La différence se situe dans le cadrage. Un protocole clinique mesure l’anxiété avant et après chaque séance d’exposition. Une pratique énergétique se réfère à la fluidité du chakra, à la clarté de la voix, à un ressenti subjectif d’équilibre. Les retours terrain divergent sur ce point : certaines personnes rapportent un bénéfice net des pratiques vocales et respiratoires issues du yoga, d’autres n’observent un changement qu’avec un accompagnement psychothérapeutique.

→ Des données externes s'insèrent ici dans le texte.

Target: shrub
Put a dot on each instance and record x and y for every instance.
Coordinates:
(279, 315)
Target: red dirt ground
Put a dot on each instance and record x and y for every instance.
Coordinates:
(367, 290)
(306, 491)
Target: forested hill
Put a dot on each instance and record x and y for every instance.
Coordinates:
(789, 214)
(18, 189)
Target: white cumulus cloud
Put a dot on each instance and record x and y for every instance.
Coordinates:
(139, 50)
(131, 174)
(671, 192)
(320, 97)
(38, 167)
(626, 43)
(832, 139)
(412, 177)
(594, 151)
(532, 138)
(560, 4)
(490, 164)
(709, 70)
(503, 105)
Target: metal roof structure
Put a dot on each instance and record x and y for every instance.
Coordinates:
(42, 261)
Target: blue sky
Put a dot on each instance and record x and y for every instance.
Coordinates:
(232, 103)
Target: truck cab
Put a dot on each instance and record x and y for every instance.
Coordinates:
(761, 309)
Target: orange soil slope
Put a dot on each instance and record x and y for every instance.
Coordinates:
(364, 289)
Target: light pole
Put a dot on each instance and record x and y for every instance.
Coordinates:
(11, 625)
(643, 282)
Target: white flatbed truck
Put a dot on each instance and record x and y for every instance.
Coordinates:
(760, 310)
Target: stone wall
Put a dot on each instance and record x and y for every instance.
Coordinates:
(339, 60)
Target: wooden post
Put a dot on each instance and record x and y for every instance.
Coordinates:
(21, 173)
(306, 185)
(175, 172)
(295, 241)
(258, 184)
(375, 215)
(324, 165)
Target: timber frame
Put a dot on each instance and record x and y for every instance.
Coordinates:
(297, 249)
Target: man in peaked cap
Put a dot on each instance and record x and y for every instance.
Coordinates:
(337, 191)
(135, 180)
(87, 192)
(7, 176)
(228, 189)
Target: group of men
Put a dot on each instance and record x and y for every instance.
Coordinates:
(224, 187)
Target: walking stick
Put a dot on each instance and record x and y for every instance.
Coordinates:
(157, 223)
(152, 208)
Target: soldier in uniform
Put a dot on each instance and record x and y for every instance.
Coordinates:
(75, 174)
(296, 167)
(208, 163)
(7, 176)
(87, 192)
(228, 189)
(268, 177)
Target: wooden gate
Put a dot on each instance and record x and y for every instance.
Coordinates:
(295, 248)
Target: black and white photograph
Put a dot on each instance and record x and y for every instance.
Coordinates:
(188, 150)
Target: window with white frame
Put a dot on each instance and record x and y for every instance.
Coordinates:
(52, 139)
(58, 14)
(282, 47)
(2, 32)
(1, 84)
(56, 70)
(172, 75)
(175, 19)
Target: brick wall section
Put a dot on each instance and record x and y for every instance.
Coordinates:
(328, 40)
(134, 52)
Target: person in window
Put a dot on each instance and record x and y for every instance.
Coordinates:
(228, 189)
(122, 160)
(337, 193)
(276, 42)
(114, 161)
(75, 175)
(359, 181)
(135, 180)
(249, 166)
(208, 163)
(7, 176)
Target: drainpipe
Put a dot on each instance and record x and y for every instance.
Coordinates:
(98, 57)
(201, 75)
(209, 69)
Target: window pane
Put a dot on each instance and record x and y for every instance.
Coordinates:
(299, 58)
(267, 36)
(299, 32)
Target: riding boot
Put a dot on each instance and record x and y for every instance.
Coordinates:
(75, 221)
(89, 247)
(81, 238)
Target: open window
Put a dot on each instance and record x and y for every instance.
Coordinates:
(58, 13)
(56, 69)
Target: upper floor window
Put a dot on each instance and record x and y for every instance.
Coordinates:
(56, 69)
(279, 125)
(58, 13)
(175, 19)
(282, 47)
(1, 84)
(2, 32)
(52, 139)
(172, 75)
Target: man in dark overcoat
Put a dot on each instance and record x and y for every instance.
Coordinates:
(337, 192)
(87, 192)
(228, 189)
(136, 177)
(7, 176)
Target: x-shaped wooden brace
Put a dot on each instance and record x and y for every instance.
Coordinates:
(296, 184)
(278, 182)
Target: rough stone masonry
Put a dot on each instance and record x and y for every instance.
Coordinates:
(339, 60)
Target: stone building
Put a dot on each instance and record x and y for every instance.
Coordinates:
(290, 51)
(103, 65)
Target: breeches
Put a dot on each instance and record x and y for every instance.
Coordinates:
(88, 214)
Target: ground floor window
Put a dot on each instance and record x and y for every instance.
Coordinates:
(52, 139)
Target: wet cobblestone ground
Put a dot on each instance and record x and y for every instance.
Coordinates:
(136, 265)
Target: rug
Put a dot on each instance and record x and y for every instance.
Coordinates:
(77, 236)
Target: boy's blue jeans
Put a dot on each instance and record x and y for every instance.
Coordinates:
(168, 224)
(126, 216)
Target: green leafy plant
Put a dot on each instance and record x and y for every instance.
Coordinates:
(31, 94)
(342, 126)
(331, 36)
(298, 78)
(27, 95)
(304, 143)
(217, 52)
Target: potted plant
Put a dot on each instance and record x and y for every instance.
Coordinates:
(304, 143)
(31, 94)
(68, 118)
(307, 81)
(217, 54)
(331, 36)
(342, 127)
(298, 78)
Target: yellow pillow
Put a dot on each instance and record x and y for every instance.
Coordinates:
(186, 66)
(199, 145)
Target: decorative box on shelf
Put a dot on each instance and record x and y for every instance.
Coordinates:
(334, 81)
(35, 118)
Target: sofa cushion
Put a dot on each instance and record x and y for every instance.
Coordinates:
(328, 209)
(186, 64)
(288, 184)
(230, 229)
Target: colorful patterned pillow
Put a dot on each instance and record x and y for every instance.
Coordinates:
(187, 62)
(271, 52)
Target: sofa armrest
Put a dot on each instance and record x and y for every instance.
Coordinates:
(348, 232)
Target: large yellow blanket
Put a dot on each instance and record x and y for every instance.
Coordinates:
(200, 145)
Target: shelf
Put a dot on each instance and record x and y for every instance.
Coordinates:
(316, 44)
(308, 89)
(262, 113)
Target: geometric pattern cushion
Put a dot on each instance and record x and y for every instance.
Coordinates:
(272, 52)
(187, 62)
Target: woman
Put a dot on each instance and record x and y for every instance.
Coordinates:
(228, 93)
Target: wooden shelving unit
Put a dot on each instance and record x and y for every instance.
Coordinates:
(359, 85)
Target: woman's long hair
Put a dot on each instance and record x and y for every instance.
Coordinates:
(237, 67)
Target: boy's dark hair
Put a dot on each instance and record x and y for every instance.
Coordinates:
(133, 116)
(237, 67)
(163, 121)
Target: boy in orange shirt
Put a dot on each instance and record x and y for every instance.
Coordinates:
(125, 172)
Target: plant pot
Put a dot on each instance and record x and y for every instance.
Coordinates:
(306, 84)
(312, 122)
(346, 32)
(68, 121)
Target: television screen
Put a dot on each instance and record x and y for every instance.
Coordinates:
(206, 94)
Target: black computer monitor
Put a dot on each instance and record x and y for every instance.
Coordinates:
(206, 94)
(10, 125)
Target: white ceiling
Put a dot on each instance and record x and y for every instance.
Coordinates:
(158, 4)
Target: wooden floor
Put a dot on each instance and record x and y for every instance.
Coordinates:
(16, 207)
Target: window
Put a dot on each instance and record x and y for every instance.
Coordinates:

Limites d’une lecture exclusivement énergétique de la peur de parler
Des critiques récentes de l’industrie du bien-être pointent un risque : relier des difficultés psychiques uniquement à des blocages énergétiques peut retarder une prise en charge adaptée. Une anxiété sociale marquée, des crises de panique avant chaque prise de parole, un évitement qui réduit la vie professionnelle ou relationnelle relèvent d’un accompagnement clinique.
Le chakra de la gorge offre une grille de lecture symbolique qui aide certaines personnes à mettre des mots sur leur expérience. La notion de « blocage » parle à beaucoup de gens qui ne se reconnaissent pas dans le vocabulaire psychiatrique. Cette fonction de mise en récit a une valeur, à condition qu’elle n’exclue pas d’autres démarches quand la souffrance est significative.
Utiliser la turquoise, pratiquer le chant ou la méditation centrée sur la gorge peut accompagner un travail de fond. Ces pratiques ne remplacent pas une thérapie quand la peur de parler en public altère le quotidien.
Le lien entre chakra gorge bloqué et peur de s’exprimer en public repose sur des observations convergentes, formulées dans des langages différents. Identifier ses comportements de sécurité, travailler la voix et la respiration de façon progressive, consulter si la gêne persiste : ces trois axes se complètent sans s’exclure, quelle que soit la grille de lecture adoptée.